While undertaking those projects in conjunction with local wildlife scientists Mitchell convinced the Prime Minister of Russia, Viktor Chernomyrdin, to establish the Amur Tiger Sanctuary in 1993, which was initially funded through the Global Survival Network (GSN), an environmental organization he co-founded with Steve Galster now of Freeland Foundation. [19]
The Sanctuary included introducing armed ranger patrols to stop the threat that poachers played in the region. The initial work that Mitchell and the executive director of GSN, Steve Galster, did to establish the sanctuary was soon funded by the World Wildlife Fund (WWF), now known as World Wide Fund for Nature, and is currently carried out with the support of the Ministry of Natural Resources and Environment (Russia). As a result of this work, the wild Siberian Tiger population has rebounded from their critical endangered level. [20]
In order to strengthen the Sanctuary efforts to stop poaching, Mitchell worked with Steve Galster conducting undercover video interviews with the poachers. Through these undercover meetings, he and Galster discovered a link between animal poachers and human traffickers. What began as an effort to preserve habitat became an international exposé on trafficking. From 1995 to 1997 they undertook a two-year undercover investigation personally holding meetings with traffickers and trafficked women to expose the international relationship between animal and human trafficking.

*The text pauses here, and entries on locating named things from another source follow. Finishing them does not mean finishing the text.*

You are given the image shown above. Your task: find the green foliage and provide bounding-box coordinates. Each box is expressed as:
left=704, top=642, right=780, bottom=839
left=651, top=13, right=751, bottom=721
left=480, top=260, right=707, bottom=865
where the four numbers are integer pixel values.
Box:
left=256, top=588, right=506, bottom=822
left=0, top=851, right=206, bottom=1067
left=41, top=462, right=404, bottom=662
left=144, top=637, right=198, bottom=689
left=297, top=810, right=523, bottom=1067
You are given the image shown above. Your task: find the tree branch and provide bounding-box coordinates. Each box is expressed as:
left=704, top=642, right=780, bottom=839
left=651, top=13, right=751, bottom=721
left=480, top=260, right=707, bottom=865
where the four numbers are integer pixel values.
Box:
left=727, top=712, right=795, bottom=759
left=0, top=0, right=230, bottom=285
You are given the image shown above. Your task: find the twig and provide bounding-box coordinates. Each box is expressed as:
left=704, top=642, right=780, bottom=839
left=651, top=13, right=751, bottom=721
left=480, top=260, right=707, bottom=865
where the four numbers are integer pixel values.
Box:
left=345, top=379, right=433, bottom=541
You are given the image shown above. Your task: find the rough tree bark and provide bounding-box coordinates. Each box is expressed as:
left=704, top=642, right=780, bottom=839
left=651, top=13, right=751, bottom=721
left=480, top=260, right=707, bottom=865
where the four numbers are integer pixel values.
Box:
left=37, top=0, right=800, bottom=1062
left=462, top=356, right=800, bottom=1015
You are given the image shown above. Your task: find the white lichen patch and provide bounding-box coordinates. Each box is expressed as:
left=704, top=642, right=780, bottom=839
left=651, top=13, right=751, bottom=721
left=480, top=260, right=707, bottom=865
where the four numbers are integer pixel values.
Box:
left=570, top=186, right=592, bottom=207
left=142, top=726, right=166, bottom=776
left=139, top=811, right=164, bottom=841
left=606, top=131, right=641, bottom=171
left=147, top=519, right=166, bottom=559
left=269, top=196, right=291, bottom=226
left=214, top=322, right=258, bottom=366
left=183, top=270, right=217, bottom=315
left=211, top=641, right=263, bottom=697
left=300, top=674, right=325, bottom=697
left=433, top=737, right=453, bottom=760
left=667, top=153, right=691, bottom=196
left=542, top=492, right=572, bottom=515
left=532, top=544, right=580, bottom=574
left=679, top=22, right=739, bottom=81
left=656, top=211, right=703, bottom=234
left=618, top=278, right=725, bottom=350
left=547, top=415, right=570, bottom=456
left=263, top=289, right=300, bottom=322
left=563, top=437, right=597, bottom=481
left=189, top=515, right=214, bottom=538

Information and undercover video derived from their investigation were used to create a GSN written report, "Crime & Servitude" [21] and a video documentary, "Bought & Sold." [22] The film was released in 1997 and received widespread media coverage in the US and abroad, including specials on ABC Primetime Live, CNN, and BBC.
The documentary also helped to catalyze legislative reform on trafficking as well as new financial resources to address the problem. [23]
Galster took what was learned during that undercover period and continues this work, founding the Freeland Foundation, which is the lead implementing partner of Asia's Regional Response to Endangered Species Trafficking (ARREST), [24] a program sponsored by the U.S. government in partnership with ASEAN and over fifty governmental and non-governmental organizations.
The material that was collected during those two years is housed at the Human Rights Documentation Initiative (HRDI), The University of Texas at Austin
Beginning in 1985, Mitchell began an association with Irving Sarnoff, the executive director of Friends of the United Nations (FOTUN), and his co-founder, Dr. Noel Brown, Director of the United Nations Environmental Program (UNEP), North America. The Friends of the United Nations is an NGO dedicated to advocating support for programs of the United Nations. [25]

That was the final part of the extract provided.